Imagine the worth of such creations! There are twelve zoobots described in this amazing book. Each is at some stage of development; conceptual at this point, or already a working model. The range is exceptional and each of the twelve is shared in an efficiently designed double page spread filled with basic information such as the name and the development team, the specifications, realm, applications, evolution and its special operations. A status update reveals most are working prototypes and a few are in development.
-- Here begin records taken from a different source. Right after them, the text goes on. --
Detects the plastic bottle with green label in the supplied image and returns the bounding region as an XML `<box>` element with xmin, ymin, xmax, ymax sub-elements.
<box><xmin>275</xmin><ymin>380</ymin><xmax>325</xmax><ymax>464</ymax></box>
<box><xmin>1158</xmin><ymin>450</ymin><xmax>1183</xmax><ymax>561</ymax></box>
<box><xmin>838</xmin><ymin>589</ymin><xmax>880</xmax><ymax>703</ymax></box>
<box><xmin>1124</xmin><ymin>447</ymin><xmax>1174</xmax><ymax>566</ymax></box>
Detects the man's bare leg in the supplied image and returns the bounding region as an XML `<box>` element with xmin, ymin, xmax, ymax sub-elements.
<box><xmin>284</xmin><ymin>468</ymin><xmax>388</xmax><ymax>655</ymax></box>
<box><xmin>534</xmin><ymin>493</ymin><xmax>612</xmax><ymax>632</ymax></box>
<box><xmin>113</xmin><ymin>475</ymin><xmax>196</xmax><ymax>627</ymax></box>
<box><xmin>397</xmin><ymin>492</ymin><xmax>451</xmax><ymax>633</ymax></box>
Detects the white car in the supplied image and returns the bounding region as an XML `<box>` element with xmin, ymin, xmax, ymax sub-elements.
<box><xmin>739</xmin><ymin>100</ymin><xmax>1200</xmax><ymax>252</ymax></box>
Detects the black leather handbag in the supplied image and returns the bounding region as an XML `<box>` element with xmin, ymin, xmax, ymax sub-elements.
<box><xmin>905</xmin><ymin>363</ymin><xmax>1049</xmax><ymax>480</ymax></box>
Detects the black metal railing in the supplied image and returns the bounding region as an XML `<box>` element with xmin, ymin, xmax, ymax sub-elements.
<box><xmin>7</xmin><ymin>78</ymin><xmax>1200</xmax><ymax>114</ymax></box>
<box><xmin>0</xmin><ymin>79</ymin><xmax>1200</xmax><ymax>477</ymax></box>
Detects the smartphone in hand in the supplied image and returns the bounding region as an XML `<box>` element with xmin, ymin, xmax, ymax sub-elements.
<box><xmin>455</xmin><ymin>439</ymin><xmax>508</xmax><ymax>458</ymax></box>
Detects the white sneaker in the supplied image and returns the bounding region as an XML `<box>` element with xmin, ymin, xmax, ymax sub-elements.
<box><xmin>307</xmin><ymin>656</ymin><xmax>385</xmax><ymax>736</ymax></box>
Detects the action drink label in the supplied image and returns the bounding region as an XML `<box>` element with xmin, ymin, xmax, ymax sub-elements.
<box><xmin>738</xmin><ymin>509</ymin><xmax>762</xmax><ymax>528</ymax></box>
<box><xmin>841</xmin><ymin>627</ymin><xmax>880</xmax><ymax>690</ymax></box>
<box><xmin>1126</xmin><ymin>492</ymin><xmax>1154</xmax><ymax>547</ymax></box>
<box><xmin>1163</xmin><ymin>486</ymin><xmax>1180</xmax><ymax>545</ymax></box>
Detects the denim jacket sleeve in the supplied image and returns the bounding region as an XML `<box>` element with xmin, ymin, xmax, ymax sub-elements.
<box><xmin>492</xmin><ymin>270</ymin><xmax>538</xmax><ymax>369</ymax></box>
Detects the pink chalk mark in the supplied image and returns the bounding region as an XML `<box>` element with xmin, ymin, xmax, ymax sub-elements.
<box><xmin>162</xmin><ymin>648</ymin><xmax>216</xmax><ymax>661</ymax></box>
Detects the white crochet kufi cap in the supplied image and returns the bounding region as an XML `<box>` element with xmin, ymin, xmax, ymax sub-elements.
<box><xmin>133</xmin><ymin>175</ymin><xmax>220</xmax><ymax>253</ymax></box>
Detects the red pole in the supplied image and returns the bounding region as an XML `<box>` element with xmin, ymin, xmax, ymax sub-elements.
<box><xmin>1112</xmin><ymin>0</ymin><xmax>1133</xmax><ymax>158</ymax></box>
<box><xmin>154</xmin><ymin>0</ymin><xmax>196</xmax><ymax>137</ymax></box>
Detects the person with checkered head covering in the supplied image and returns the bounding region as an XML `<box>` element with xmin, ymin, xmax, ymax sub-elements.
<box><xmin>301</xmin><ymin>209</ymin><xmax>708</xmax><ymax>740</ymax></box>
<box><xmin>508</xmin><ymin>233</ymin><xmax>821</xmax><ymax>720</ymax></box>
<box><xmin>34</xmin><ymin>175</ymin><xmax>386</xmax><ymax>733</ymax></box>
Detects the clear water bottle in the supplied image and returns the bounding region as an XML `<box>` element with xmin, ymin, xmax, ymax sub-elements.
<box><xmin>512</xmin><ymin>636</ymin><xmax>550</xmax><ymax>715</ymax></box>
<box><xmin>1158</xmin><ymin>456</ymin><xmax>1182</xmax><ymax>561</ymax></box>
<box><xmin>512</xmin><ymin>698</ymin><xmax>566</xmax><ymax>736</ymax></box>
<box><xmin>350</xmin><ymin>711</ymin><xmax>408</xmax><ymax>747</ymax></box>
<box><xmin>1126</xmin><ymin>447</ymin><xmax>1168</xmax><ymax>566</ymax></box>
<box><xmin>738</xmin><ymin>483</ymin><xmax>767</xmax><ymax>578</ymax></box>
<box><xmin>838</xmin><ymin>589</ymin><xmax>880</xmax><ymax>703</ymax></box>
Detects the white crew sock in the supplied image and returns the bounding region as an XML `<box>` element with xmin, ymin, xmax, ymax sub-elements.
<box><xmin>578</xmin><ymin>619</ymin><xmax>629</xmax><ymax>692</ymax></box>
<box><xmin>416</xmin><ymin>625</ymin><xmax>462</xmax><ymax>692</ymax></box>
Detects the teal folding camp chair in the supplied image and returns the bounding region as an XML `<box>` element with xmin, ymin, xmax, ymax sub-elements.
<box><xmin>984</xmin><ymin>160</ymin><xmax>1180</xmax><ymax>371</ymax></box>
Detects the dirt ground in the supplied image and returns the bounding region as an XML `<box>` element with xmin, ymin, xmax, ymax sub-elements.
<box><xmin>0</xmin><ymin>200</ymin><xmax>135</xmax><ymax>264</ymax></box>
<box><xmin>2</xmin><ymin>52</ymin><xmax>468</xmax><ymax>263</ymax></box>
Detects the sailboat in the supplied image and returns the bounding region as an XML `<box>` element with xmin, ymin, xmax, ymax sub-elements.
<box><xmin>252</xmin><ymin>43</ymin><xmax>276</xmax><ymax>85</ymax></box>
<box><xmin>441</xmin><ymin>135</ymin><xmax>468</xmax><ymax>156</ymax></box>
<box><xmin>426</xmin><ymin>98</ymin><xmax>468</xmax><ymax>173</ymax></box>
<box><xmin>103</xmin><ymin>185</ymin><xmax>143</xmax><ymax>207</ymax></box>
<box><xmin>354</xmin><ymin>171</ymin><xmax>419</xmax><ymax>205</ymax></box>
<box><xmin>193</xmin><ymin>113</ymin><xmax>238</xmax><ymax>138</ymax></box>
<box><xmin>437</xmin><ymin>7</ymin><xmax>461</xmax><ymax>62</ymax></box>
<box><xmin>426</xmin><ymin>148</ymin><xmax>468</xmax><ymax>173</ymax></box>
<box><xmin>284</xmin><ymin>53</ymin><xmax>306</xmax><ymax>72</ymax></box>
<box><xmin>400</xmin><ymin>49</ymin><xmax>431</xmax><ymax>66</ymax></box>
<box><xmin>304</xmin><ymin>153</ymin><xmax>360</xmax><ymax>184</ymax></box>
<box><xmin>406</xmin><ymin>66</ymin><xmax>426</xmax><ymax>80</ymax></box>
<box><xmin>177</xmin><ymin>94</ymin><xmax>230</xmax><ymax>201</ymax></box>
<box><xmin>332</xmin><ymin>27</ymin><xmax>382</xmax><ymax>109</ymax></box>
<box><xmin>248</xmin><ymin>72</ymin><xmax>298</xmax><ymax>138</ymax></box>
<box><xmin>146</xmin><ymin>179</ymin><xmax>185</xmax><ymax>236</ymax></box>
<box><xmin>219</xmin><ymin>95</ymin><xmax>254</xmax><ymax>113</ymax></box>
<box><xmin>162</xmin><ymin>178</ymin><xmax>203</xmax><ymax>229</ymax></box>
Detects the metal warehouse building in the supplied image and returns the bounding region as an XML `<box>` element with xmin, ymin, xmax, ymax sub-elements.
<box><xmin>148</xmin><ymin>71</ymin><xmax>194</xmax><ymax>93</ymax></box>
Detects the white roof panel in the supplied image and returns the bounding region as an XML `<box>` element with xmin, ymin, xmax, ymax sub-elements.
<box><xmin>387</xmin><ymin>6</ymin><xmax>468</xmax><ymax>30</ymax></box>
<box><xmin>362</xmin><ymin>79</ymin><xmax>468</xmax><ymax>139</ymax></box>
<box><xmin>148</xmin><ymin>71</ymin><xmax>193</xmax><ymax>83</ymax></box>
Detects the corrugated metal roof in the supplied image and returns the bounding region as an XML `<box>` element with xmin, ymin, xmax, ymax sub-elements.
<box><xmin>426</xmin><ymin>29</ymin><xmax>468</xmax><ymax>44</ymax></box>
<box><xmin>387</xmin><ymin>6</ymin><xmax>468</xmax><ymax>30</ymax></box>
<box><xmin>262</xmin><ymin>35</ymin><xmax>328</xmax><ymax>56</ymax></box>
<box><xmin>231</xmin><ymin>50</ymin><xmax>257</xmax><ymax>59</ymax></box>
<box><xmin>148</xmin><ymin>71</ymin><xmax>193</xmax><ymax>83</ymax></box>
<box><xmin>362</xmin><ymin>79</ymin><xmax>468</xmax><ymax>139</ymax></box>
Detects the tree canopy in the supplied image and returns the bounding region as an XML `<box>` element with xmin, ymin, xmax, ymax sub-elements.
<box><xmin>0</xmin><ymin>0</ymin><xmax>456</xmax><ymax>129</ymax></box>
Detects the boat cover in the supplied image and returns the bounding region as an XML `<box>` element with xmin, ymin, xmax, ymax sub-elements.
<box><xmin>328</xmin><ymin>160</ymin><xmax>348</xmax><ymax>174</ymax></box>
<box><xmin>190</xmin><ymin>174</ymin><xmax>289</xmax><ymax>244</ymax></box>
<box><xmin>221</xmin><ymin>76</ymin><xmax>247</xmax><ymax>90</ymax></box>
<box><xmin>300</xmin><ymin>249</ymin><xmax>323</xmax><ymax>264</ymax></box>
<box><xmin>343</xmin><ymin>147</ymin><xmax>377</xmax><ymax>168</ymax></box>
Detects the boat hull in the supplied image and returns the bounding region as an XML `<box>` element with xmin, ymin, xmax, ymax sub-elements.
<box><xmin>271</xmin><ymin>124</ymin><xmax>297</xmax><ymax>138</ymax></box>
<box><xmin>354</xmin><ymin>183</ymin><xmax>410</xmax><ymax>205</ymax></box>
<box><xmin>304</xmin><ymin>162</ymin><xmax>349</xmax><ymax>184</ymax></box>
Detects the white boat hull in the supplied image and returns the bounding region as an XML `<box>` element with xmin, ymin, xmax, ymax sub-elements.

Taking inspiration from the animal kingdom, the robots are sure to inspire interest as they are created to copy some of the characteristics of creatures that will be mostly familiar to you. The only one that I had heard nothing about was the black ghost knifefish:

"This dark dweller of the deep doesn't have the familiar fins of a common fish. Instead, the black ghost knifefish gets its name from a single, rippling fin along its belly. With extreme precision, the
knifefish  can slide through the murky waters of the Amazon and sneak up on prey from virtually any direction -vertically, horizontally, and diagonally. The black ghost knifefish can then stun its unsuspecting prey with a self-generated electrical charge, making it doubly deadly."

There are many anticipated uses for the bots as they are fine-tuned and prepared for use in the military, fire fighting, inaccessible spaces, oil spills, ecological monitoring. I'll bet that you have not seen many of them before, and that makes the book even more intriguing.

Graphic illustrations by Alex Ries complete the picture by bringing the robots to life for readers. The design is laid out to make it easy to get the information they want and need. Anyone interested in the fields of mechanical or electrical engineering, biology, zoology and technology is sure to be inspired by what is being done today. We can only make guesses for what the future holds. I was totally amazed at every turn of the page, and engrossed in learning as much as Helaine Becker is willing to share.

Included are a table of contents, glossary, index and some thoughts about the future of such inspired inventions.